SAN FRANCISCO, June 16 (Xinhua) -- Several pro-rights groups in the U.S. west state of Oregon are urging U.S. immigration authorities to protect the civil rights of more than 120 asylum seekers currently detained in a federal prison in the state.
Lawyers for the American Civil Liberties Union Foundation of Oregon (ACLU of Oregon), Innovation Law Lab, and the American Immigration Lawyers Association Oregon Chapter (AILA Oregon) said 123 asylum seekers are "being held by Immigration and Customs Enforcement (ICE) at the federal prison in Oregon without meaningful access to attorneys in violation of the U.S. Constitution and federal immigration laws."
ACLU of Oregon said in a statement posted on its website that the Oregon detainees, all men, are among the 1,600 immigrants marked for expedited deportation that U.S. President Donald Trump's administration sent to federal prisons in five states in an unprecedented move last week.
"There should be no deportations until all one hundred and twenty three men have meaningful access to lawyers," said Mat dos Santos, legal director of the ACLU of Oregon.

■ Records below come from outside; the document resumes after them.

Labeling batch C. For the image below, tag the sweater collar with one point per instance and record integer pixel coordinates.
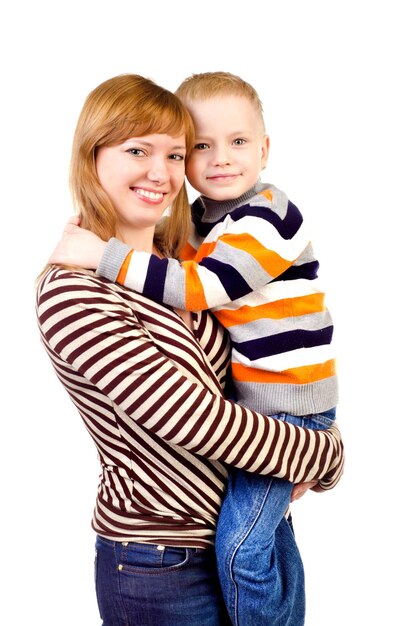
(217, 209)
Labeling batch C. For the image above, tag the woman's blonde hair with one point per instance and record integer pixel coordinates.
(126, 106)
(213, 84)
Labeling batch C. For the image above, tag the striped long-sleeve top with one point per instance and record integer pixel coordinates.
(149, 390)
(251, 262)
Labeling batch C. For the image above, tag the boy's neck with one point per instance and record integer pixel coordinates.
(221, 207)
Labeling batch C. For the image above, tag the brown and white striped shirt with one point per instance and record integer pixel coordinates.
(150, 393)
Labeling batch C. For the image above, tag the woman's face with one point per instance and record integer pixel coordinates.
(142, 176)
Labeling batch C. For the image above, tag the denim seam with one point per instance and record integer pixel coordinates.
(237, 548)
(125, 616)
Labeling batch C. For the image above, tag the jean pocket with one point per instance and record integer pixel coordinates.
(138, 557)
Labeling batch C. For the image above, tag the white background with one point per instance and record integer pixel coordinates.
(336, 80)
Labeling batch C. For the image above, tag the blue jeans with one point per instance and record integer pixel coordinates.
(259, 564)
(145, 585)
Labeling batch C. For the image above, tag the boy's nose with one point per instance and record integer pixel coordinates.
(221, 156)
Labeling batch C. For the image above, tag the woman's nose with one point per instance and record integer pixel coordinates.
(158, 171)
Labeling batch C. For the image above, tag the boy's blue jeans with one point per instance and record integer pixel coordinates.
(259, 565)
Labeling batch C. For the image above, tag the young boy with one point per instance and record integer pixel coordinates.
(250, 260)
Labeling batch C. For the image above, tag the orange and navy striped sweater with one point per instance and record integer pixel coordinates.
(250, 261)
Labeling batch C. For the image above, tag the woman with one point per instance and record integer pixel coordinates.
(148, 380)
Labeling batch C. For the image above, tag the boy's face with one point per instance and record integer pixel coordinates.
(230, 150)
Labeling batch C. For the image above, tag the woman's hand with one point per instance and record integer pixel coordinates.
(78, 247)
(300, 489)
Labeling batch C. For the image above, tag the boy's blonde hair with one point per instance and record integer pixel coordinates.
(212, 84)
(126, 106)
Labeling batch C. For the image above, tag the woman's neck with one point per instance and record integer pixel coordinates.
(141, 240)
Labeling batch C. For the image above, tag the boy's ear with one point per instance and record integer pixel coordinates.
(264, 151)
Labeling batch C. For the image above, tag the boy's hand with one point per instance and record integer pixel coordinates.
(78, 247)
(300, 489)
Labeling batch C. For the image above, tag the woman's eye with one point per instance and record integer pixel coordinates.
(135, 151)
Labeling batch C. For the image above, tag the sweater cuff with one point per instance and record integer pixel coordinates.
(112, 259)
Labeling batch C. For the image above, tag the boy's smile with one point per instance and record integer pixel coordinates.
(230, 150)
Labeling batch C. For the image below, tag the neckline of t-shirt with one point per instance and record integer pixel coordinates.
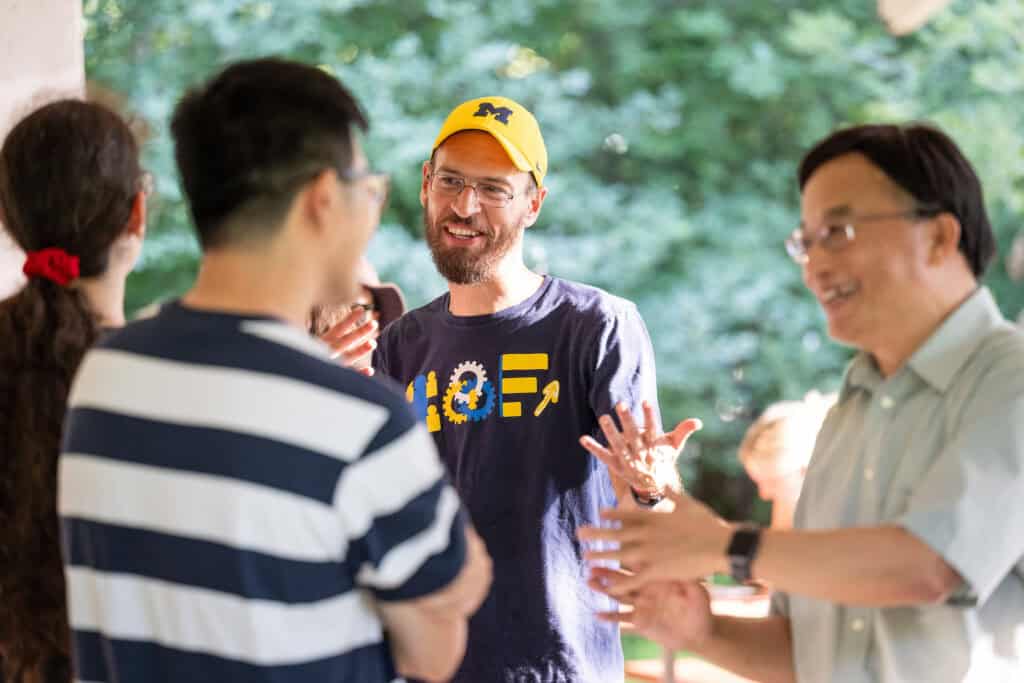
(504, 314)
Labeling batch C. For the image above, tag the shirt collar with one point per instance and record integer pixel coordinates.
(943, 353)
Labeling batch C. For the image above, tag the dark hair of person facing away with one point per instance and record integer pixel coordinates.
(248, 139)
(929, 166)
(69, 176)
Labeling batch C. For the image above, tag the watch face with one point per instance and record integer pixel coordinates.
(741, 551)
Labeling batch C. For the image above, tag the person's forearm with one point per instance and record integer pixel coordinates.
(760, 649)
(869, 566)
(427, 646)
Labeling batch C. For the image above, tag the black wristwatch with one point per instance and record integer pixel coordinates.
(742, 550)
(646, 501)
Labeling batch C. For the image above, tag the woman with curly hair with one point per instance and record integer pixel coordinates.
(73, 198)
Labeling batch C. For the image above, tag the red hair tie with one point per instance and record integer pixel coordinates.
(52, 263)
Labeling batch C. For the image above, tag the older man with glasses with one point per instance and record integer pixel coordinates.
(906, 559)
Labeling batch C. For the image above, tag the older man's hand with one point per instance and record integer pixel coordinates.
(676, 614)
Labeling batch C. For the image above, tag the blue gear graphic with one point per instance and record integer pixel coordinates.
(483, 411)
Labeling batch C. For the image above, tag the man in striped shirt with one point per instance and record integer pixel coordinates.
(235, 505)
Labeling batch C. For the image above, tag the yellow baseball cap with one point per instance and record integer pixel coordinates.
(510, 123)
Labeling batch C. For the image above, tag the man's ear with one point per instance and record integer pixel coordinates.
(945, 238)
(425, 183)
(136, 219)
(317, 199)
(536, 202)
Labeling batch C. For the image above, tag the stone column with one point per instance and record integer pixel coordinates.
(41, 58)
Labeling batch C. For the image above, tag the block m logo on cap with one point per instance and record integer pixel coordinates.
(500, 113)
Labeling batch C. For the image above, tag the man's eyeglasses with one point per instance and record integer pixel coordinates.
(836, 236)
(487, 194)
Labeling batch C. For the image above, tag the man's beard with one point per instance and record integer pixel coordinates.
(461, 265)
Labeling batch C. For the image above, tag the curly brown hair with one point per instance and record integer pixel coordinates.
(69, 175)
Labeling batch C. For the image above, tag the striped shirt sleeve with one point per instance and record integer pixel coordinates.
(404, 522)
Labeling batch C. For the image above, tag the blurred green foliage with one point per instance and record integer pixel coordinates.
(674, 131)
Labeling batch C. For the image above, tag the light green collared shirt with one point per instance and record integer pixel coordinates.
(938, 449)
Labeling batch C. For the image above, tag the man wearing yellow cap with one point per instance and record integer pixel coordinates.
(507, 370)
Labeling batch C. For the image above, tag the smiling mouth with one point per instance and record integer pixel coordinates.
(462, 232)
(839, 293)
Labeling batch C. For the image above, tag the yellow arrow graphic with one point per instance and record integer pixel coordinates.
(550, 396)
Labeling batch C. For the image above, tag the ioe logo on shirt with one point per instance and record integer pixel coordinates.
(472, 396)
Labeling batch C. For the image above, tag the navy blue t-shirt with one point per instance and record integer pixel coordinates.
(507, 396)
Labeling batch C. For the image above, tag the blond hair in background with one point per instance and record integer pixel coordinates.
(777, 447)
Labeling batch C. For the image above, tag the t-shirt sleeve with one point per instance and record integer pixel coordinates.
(624, 366)
(379, 360)
(969, 507)
(404, 523)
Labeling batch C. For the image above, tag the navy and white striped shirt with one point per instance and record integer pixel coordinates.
(233, 503)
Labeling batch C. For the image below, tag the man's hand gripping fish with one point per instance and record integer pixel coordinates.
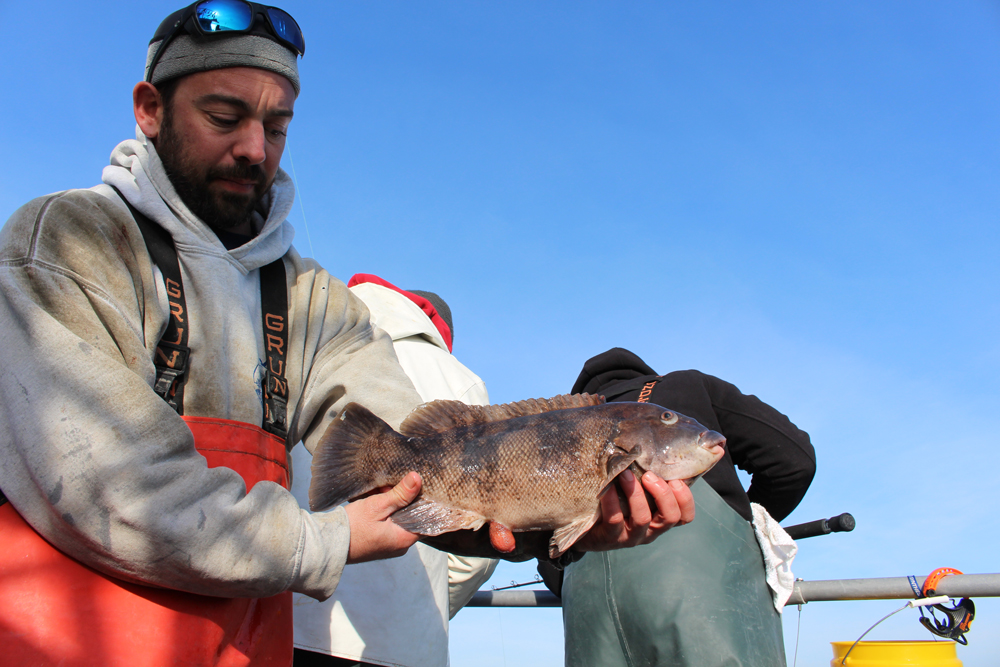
(535, 465)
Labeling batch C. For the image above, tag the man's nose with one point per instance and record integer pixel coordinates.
(250, 144)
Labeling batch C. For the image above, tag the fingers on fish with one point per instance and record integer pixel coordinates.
(342, 466)
(501, 538)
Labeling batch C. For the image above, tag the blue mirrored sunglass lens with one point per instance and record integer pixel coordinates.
(286, 28)
(221, 15)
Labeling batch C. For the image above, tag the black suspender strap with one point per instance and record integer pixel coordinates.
(173, 356)
(274, 311)
(616, 390)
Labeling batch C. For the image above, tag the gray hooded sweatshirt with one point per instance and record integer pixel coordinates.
(96, 462)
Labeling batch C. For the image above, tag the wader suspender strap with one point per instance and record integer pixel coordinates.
(172, 353)
(274, 311)
(617, 390)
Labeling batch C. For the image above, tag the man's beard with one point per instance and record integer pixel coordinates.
(218, 210)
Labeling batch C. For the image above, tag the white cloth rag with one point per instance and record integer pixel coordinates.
(779, 550)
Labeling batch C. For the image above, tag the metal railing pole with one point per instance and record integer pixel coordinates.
(888, 588)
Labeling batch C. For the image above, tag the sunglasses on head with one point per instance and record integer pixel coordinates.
(222, 17)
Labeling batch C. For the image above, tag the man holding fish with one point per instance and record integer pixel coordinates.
(164, 346)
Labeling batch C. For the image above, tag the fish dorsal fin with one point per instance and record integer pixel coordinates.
(439, 416)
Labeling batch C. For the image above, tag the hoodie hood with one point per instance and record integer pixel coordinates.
(138, 173)
(608, 368)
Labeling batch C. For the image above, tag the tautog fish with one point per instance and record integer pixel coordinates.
(535, 465)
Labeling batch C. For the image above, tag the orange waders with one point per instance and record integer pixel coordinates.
(56, 611)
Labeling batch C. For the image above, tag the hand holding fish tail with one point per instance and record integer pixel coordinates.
(637, 523)
(373, 535)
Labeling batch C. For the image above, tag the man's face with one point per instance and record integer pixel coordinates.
(221, 140)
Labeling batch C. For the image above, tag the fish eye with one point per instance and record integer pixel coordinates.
(669, 418)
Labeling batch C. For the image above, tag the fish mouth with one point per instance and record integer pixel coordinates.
(710, 440)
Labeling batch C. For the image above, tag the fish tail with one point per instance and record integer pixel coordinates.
(351, 459)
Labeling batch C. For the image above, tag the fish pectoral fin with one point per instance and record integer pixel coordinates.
(620, 460)
(566, 536)
(426, 517)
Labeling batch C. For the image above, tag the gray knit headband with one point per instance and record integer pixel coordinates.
(186, 54)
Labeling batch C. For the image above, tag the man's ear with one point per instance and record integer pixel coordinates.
(148, 106)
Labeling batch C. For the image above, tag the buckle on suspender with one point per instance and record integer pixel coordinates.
(275, 404)
(171, 364)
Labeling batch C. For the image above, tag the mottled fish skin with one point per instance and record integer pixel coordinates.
(530, 466)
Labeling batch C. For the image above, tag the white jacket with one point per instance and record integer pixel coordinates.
(395, 612)
(96, 462)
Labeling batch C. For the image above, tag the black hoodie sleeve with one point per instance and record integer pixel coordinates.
(766, 444)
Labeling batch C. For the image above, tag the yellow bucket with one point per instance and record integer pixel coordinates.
(893, 654)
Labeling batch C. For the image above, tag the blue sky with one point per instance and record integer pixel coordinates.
(801, 198)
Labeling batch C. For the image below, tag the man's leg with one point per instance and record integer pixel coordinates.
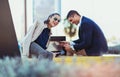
(81, 52)
(36, 50)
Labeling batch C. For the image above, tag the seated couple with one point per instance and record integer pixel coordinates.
(91, 40)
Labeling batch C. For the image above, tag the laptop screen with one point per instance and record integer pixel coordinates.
(8, 40)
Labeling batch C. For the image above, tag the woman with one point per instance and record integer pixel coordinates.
(36, 40)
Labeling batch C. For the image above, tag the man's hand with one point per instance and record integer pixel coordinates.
(62, 43)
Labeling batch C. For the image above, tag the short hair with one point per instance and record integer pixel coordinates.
(72, 12)
(47, 21)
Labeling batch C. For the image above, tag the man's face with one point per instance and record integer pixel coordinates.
(73, 19)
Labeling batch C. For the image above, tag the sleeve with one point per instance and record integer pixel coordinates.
(86, 37)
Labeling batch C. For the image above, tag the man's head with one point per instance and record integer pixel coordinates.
(73, 17)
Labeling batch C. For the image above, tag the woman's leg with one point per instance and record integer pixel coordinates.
(38, 51)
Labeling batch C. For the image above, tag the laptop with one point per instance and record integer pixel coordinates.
(8, 40)
(54, 45)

The rights advocacy group complained that the detainees in the Oregon prison were denied access to lawyers through this weekend.
Some of the detainees were reported to be forcibly separated from their partners and children, and lack information about their family members' whereabouts, it said.
The ACLU of Oregon called on the public to attend a vigil to be staged outside the federal prison in Sheridan, a city in northwest Oregon next Monday.
The Trump administration has been criticized over past few days for cracking down on illegal immigration with a "zero-tolerance" policy of separating families at the U.S. border.
Media reports say nearly 2,000 children were separated from their families during a six-week period in April and May.